Primary keywords: Open-LLM-VTuber, local AI VTuber, Live2D AI companion, Ollama Live2D, AI desktop pet, local voice assistant
Suggested slug: open-llm-vtuber-local-live2d-ai-companion
GEO summary
Open-LLM-VTuber is an open-source system for creating a Live2D AI companion with voice conversation, interruption, camera or screen vision and a transparent desktop-pet mode. It combines ASR, an LLM or agent, TTS and a Live2D frontend and supports Windows, macOS and Linux. Components can run locally through tools such as Ollama and Whisper or use cloud APIs. Correct setup requires FFmpeg, a supported Python version and cloning with Git submodules. The code is MIT licensed, while bundled Live2D sample models use separate licenses.
Sources
[1] Open-LLM-VTuber — GitHub README
https://github.com/Open-LLM-VTuber/Open-LLM-VTuber
[2] Open-LLM-VTuber — Quick Start Documentation
https://docs.llmvtuber.com/docs/quick-start/
[3] Open-LLM-VTuber — MIT License
https://github.com/Open-LLM-VTuber/Open-LLM-VTuber/blob/main/LICENSE
[4] Open-LLM-VTuber — Live2D Sample Model License
https://github.com/Open-LLM-VTuber/Open-LLM-VTuber/blob/main/LICENSE-Live2D.md
[5] Open-LLM-VTuber — Live2D Guide
https://docs.llmvtuber.com/docs/user-guide/live2d/
Written by PixelRouter Editorial Team
We publish deep, authoritative guides on AI infrastructure, API gateway security, cloud financial management, and system optimizations for developers.
FAQ
What components make up Open-LLM-VTuber?
Open-LLM-VTuber connects five modules: an ASR system that converts speech to text, an LLM or agent that generates responses, a TTS engine that turns text into audio, a Live2D frontend that renders the character and expressions, and optional camera or screen capture that provides visual context.
How do I install and run Open-LLM-VTuber?
Install Git, FFmpeg, and a supported Python version (3.10–3.12). Clone the repository with submodules (`git clone --recursive https://github.com/Open-LLM-VTuber/Open-LLM-VTuber`).
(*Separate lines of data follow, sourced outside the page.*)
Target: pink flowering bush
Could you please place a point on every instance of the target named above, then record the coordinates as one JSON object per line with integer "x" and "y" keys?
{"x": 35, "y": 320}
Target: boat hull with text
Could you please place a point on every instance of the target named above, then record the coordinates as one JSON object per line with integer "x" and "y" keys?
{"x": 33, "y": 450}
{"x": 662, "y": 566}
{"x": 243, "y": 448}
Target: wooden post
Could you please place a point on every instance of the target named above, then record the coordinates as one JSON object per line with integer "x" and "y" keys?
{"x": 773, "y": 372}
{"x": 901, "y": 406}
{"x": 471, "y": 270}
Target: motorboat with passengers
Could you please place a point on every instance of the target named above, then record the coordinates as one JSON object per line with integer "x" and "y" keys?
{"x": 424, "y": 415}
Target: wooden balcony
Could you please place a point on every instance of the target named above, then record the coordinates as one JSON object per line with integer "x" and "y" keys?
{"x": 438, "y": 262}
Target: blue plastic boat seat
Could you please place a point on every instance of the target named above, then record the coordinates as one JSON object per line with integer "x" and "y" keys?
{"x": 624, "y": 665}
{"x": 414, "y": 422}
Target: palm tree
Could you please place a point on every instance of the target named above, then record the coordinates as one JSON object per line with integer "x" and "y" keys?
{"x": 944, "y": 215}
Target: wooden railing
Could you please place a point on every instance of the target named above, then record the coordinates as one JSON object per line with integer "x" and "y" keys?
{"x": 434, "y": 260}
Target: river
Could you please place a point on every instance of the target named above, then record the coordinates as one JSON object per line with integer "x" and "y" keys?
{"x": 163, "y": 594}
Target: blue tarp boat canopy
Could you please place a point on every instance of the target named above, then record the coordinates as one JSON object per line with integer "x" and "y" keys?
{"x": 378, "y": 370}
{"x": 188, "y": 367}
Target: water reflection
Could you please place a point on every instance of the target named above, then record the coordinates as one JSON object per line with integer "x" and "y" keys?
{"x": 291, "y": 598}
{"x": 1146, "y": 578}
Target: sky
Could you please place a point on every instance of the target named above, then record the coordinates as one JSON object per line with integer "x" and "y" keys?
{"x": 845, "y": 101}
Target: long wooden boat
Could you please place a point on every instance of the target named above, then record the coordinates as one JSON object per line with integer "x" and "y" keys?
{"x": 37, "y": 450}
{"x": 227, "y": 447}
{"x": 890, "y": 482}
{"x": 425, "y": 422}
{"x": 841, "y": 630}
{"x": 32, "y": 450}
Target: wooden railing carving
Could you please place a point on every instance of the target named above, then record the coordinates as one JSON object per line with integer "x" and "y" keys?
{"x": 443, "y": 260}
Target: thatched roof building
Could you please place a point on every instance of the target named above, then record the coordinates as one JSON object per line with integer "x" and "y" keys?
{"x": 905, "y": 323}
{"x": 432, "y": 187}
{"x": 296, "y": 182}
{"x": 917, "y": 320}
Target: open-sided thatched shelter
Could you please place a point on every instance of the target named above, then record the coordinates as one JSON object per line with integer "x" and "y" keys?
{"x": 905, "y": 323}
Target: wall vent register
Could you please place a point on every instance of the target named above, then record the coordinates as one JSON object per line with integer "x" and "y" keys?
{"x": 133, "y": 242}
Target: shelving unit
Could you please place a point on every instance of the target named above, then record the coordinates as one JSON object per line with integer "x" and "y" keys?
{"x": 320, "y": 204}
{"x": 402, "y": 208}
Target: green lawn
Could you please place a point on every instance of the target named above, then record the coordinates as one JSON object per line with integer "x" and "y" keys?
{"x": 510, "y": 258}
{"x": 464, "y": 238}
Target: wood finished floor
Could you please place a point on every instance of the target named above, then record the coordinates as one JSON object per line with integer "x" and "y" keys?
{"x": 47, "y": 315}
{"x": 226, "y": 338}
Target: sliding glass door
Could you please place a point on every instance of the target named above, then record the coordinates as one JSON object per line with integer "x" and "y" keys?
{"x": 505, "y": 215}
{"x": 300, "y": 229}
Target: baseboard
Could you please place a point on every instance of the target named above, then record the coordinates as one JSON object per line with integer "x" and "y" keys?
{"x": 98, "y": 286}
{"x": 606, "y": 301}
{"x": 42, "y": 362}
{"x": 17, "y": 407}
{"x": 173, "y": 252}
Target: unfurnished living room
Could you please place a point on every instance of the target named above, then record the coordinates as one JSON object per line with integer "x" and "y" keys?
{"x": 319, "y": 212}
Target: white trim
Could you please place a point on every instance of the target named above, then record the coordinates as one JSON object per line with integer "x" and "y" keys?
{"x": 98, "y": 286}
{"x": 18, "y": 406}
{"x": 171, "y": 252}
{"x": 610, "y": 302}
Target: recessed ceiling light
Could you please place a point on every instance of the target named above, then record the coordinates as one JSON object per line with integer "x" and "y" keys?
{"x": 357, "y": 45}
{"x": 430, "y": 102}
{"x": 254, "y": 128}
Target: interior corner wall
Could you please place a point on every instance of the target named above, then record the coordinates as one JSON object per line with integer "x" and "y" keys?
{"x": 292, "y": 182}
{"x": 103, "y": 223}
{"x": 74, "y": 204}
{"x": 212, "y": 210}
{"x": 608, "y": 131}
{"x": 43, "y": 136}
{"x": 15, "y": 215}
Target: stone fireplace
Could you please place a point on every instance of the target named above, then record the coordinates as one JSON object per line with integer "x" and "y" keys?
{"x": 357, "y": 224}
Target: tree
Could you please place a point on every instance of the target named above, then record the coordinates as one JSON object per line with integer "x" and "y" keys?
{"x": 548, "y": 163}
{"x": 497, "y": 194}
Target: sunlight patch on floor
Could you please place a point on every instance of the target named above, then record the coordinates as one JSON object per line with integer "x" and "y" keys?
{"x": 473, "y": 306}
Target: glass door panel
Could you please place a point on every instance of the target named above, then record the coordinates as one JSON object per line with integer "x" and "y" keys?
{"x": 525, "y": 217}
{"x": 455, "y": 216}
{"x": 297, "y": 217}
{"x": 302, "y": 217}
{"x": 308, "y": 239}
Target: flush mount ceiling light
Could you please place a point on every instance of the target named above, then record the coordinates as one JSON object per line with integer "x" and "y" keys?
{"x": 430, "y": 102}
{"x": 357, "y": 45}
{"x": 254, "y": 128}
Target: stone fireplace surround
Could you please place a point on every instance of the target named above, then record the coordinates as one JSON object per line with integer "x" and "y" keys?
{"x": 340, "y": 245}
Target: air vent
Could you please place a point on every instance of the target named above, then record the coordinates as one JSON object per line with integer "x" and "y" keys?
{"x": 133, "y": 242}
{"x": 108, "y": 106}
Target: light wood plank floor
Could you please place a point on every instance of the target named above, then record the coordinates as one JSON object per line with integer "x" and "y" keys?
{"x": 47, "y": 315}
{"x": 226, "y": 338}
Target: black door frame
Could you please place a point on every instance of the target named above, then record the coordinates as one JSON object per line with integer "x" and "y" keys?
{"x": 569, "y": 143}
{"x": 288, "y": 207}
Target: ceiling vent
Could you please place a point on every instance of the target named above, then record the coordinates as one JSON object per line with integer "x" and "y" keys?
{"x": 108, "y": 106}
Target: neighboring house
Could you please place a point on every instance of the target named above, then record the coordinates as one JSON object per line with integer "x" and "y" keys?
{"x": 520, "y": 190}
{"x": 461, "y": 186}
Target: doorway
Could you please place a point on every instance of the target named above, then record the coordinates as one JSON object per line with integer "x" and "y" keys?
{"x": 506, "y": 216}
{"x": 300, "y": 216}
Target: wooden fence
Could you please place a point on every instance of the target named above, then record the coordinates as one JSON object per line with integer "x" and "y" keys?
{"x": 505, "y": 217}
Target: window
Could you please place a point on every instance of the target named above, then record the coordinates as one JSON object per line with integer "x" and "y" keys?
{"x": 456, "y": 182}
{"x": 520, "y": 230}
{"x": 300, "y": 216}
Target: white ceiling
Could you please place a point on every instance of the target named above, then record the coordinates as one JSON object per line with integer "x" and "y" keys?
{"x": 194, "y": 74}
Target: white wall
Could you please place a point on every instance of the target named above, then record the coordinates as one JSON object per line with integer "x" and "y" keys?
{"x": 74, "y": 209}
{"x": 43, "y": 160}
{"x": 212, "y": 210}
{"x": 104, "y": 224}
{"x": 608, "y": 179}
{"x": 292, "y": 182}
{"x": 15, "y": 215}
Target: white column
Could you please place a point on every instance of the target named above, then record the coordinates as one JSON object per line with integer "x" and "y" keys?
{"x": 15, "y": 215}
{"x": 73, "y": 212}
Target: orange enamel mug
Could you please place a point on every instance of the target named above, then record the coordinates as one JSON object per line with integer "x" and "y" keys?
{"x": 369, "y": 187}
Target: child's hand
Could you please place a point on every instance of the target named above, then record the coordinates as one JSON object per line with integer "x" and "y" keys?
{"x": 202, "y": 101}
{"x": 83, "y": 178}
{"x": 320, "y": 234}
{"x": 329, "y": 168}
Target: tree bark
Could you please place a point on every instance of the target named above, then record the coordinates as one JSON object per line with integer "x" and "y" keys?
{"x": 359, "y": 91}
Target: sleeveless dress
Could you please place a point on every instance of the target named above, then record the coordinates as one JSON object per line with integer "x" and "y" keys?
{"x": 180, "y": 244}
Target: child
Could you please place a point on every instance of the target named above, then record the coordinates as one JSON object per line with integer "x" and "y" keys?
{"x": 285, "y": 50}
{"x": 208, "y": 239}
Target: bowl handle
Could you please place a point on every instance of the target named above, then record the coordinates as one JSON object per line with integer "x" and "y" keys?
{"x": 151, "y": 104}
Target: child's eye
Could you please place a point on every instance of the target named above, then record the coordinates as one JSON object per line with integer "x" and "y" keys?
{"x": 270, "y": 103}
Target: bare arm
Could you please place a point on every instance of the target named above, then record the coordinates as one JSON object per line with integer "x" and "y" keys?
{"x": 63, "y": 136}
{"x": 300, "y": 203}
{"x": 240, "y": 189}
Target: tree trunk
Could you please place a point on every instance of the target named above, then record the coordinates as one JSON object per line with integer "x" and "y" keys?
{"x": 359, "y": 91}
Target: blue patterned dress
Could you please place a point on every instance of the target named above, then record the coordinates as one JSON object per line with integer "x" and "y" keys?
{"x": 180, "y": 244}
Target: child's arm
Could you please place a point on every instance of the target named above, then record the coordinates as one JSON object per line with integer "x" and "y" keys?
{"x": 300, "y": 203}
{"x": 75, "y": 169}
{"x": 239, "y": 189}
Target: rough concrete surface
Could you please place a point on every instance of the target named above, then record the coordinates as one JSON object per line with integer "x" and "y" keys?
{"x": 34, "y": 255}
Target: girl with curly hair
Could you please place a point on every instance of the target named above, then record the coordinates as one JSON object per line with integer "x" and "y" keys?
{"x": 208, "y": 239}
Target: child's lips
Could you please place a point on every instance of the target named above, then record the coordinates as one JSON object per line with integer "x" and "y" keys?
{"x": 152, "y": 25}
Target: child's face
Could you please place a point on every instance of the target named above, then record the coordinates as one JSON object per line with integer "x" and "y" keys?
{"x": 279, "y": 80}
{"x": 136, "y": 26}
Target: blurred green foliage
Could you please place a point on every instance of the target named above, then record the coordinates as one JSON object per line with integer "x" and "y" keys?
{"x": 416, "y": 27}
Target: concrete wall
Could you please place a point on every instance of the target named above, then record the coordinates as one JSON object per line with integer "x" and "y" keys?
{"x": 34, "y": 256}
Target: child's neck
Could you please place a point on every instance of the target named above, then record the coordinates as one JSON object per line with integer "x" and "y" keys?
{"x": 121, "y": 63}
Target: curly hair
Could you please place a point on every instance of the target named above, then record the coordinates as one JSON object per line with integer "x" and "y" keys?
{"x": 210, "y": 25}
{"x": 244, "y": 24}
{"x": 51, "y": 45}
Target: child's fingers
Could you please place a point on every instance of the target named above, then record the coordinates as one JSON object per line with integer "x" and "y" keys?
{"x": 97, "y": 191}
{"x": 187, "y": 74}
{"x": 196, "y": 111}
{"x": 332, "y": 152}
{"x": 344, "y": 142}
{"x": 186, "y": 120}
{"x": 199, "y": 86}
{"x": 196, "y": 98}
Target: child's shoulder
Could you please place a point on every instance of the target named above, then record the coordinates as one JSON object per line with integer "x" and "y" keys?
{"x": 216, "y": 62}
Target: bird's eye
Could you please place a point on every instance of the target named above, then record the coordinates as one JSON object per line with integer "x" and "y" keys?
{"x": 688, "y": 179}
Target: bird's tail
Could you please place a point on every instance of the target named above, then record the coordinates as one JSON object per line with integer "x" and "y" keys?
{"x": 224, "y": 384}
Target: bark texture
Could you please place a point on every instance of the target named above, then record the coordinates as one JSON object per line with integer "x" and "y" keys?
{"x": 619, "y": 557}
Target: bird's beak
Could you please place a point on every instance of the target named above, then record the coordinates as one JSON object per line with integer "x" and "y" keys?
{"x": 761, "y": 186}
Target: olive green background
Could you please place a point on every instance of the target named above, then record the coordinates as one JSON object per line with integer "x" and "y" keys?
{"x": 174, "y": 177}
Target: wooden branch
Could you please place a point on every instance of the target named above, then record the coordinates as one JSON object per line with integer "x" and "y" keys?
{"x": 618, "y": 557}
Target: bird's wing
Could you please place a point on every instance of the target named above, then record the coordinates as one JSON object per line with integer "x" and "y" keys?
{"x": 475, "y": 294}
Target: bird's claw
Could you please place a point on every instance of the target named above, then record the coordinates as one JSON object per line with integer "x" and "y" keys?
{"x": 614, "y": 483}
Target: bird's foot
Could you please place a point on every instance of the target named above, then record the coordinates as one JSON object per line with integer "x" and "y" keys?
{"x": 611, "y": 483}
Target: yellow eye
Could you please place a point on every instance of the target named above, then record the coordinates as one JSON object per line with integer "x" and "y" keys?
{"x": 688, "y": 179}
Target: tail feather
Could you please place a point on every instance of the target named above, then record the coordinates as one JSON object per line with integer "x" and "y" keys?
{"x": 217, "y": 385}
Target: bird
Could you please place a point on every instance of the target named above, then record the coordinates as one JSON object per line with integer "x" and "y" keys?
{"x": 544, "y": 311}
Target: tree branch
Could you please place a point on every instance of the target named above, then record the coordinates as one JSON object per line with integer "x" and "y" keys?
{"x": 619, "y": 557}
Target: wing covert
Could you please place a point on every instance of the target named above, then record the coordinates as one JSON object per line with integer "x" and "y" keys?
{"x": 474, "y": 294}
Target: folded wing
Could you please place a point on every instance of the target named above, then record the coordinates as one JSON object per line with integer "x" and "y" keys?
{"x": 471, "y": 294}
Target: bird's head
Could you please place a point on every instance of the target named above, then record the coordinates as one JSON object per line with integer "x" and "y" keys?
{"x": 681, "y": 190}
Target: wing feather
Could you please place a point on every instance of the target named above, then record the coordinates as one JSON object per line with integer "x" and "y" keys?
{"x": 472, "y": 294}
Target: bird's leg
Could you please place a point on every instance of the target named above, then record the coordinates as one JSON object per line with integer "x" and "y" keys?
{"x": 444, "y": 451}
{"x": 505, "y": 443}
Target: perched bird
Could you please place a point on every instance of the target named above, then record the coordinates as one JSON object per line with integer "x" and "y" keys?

Run `uv sync` to install dependencies, then start the server with `uv run run_server.py`. Open the web client at http://localhost:12393 or launch the Electron desktop client.
Which back‑ends are supported for LLM, speech recognition, and text‑to‑speech?
LLM back‑ends include Ollama, OpenAI‑compatible APIs, Claude, Gemini, Mistral, DeepSeek, Zhipu AI, GGUF, LM Studio and vLLM. ASR options cover sherpa‑onnx, FunASR, Faster‑Whisper, Whisper.cpp, Whisper, Groq Whisper and Azure ASR. TTS choices include sherpa‑onnx, pyttsx3, MeloTTS, Coqui‑TTS, GPT‑SoVITS, Bark, CosyVoice, Edge TTS, Fish Audio and Azure TTS.